Spark for YARN Resource Manager: Relationship between YARN Containers and Spark Performers

I am new to Spark on YARN and do not understand the relationship between YARN Containers and Spark Executors . I tried the following configuration based on the results of the yarn-utils.py script, which can be used to find the optimal cluster configuration.

Hadoop cluster (HDP 2.4) I am working on:

  • 1 Node Wizard:
    • CPU: 2 processors with 6 cores each = 12 cores
    • RAM: 64 GB
    • SSD: 2 x 512 GB
  • 5 Slave Nodes:
    • CPU: 2 processors with 6 cores each = 12 cores
    • RAM: 64 GB
    • HDD: 4 x 3 TB = 12 TB
  • HBase installed (this is one of the options for the script below)

So, I ran python yarn-utils.py -c 12 -m 64 -d 4 -k True (c = core, m = memory, d = hdds, k = hbase-installed) and got the following result:

  Using cores=12 memory=64GB disks=4 hbase=True Profile: cores=12 memory=49152MB reserved=16GB usableMem=48GB disks=4 Num Container=8 Container Ram=6144MB Used Ram=48GB Unused Ram=16GB yarn.scheduler.minimum-allocation-mb=6144 yarn.scheduler.maximum-allocation-mb=49152 yarn.nodemanager.resource.memory-mb=49152 mapreduce.map.memory.mb=6144 mapreduce.map.java.opts=-Xmx4915m mapreduce.reduce.memory.mb=6144 mapreduce.reduce.java.opts=-Xmx4915m yarn.app.mapreduce.am.resource.mb=6144 yarn.app.mapreduce.am.command-opts=-Xmx4915m mapreduce.task.io.sort.mb=2457 

I made these settings through the Ambari interface and restarted the cluster.

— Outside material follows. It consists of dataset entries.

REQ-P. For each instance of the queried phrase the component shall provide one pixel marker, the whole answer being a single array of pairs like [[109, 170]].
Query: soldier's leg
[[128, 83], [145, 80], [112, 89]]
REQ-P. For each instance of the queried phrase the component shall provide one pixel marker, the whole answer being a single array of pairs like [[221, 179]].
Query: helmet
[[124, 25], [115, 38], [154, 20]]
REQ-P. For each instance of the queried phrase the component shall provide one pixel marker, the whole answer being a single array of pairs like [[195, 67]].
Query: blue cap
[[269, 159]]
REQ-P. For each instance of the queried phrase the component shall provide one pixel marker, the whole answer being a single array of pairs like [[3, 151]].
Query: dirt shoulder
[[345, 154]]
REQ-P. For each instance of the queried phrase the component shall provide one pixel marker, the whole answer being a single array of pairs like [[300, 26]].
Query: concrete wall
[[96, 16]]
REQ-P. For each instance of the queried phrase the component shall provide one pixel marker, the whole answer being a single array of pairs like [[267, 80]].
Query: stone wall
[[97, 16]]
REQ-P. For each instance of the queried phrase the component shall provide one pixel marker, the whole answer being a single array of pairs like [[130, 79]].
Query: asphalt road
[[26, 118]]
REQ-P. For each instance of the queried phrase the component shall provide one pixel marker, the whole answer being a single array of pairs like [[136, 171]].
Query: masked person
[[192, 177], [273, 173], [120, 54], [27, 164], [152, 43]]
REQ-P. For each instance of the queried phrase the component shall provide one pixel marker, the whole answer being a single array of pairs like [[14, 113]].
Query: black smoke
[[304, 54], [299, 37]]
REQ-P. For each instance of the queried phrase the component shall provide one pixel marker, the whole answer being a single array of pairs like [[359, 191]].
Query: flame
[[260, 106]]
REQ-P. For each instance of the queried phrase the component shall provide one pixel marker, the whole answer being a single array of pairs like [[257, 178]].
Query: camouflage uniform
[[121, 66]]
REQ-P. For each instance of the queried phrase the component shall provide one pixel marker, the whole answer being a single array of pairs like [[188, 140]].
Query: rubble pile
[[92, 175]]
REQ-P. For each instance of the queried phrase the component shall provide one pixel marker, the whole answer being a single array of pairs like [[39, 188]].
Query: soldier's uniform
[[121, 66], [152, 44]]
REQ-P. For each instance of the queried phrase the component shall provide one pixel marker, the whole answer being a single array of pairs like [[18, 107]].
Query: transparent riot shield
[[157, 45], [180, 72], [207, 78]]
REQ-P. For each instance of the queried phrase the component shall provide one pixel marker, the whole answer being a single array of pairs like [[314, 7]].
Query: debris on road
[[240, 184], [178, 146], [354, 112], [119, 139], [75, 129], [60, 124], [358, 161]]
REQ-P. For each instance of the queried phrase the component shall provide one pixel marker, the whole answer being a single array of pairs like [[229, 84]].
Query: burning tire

The values ​​also correspond roughly to what I manually calculated before.

I have problems

  • to find the optimal settings for my spark-submit script
    • options --num-executors , --executor-cores and --executor-memory .
  • to get the connection between the YARN container and Spark performers
  • to understand the hardware information in my Spark History user interface (less memory shows how I installed (when calculating the total memory by multiplying by the number of node workers))
  • to understand the concept of vcores in YARN, here I have not yet found useful examples

However, I found this post. What is a container in YARN? , but this did not help, since it does not describe the attitude towards the performers.

Can someone help resolve one or more issues?

+7
containers yarn apache-spark executor hortonworks-data-platform
source share
1 answer

I will tell about my impressions here step by step:

  • The first important thing is this fact (Source: this Cloudera documentation ):

    When Spark launches on YARN, each Spark artist runs as a YARN container. [...]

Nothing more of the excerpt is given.